Godz. 20:45. Znów jesteśmy na trasie E-7. Znów mijamy stojących kibiców. Na parkingu w Sękocinie zatrzymuje się autokar. Wysypują się sympatycy Radomiaka i jeszcze jedna kolejna owacja. Nie ostatnia, bowiem przed nami jeszcze stadion i czekający tam tłum ludzi.
Radość i świadomość sukcesu nie dociera jeszcze do samych piłkarzy. Bohaterowie są zmęczeni. Meczem, sezonem i odpieraniem przez wiele kolejek ataków na pozycję lidera. Prawdziwa feta już na luzie w niedzielę na meczu z mielecką Stalą."
W pamiętnym meczu przeciwko Hutnikowi Warszawa Radomiak wystąpił w składzie:
Koszarski - Mrozek, Skonieczny, Sadowski, Jeromin, Zawadzki, Rybak, Trzaskowski, Niedziółka (52’ Wojdaszka), Sajewicz (81’ Dutka)
Awans piłkarzy do ekstraklasy był w dużej mierze zasługą i jednocześnie ukoronowaniem długoletniej pracy ŚP prezesa Ryszarda Antoniewicza, który był związany z Radomiakiem przez ponad 40 lat. Z okazji awansu stracił płaszcz. Piłkarze pocięli go żyletkami i każdy z nich wziął sobie kawałek na pamiątkę. -
Oddałbym jeszcze dwa płaszcze, żeby tylko zespół utrzymał się w ekstraklasie - mówił po latach legendarny prezes Radomiaka.
Przygoda Radomiaka z najwyższą klasą rozgrywką trwała tylko jeden sezon, a do utrzymania zabrakło nie jednego zwycięstwa czy jednego punktu, ale jednego gola. Dlaczego Radomiak spadł z ekstraklasy? Czy tak być musiało? Te pytania do dziś pozostają bez odpowiedzi i tak już zostanie.

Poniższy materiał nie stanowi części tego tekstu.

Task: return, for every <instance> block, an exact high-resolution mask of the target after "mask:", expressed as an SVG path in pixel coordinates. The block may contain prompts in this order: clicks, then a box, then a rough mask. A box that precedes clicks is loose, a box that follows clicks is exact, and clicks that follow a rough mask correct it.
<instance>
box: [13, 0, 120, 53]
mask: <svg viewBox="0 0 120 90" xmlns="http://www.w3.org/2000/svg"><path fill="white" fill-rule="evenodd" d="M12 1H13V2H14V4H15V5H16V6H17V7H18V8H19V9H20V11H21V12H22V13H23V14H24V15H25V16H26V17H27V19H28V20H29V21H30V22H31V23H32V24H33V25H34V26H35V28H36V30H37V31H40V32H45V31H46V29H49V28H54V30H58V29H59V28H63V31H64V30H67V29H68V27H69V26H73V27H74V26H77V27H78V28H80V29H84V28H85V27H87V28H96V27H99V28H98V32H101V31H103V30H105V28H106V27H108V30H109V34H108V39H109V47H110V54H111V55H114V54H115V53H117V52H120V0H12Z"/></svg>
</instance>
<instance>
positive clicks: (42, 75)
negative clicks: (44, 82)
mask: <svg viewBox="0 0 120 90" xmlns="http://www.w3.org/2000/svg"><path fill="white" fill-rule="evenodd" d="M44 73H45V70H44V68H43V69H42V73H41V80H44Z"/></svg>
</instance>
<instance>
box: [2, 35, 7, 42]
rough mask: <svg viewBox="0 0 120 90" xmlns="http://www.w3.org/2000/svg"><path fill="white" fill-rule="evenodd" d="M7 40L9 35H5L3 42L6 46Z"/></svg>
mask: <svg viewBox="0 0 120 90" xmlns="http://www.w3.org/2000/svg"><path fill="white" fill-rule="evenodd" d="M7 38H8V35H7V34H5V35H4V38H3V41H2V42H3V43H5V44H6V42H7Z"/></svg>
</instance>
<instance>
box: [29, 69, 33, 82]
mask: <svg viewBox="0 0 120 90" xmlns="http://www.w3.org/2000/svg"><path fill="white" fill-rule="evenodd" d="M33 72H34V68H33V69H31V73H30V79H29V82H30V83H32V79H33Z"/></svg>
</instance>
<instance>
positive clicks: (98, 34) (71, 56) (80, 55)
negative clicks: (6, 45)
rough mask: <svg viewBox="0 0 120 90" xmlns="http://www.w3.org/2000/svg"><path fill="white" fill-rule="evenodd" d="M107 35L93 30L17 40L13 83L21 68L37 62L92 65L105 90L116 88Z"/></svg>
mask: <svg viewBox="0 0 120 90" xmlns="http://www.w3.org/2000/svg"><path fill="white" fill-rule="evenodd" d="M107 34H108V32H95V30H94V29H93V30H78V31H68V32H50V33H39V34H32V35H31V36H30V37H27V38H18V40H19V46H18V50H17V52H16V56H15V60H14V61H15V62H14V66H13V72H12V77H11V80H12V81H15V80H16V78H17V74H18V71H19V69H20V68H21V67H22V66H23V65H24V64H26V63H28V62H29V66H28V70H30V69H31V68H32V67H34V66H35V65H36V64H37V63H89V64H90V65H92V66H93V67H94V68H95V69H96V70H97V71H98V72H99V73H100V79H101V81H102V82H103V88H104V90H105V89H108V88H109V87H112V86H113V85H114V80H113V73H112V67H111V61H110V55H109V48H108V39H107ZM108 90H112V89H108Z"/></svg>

Drużyna Radomiaka odbierająca gratulacje z okazji awansu przed ostatnim meczem sezonu 1983/1984 ze Stalą Mielec.
Autorami największego sukcesu w historii Klubu byli: Krzysztof Koszarski, Jan Makowiecki, Arkadiusz Skonieczny, Paweł Zawadzki, Marek Sadowski, Ryszard Mrozek, Andrzej Niedziółka, Mirosław Banaszek, Szymon Trzaskowski, Krzysztof Jeromin, Marek Ogorzałek, Marek Wojdaszka, Janusz Pietrasik, Leszek Zgutka, Zdzisław Dutka, Bernard Bojek, Mirosław Sajewicz, Janusz Rybak, Jan Matuszewski, Wiesław Stachurski.
Trenerzy: Józef Antoniak i Jur Zieliński.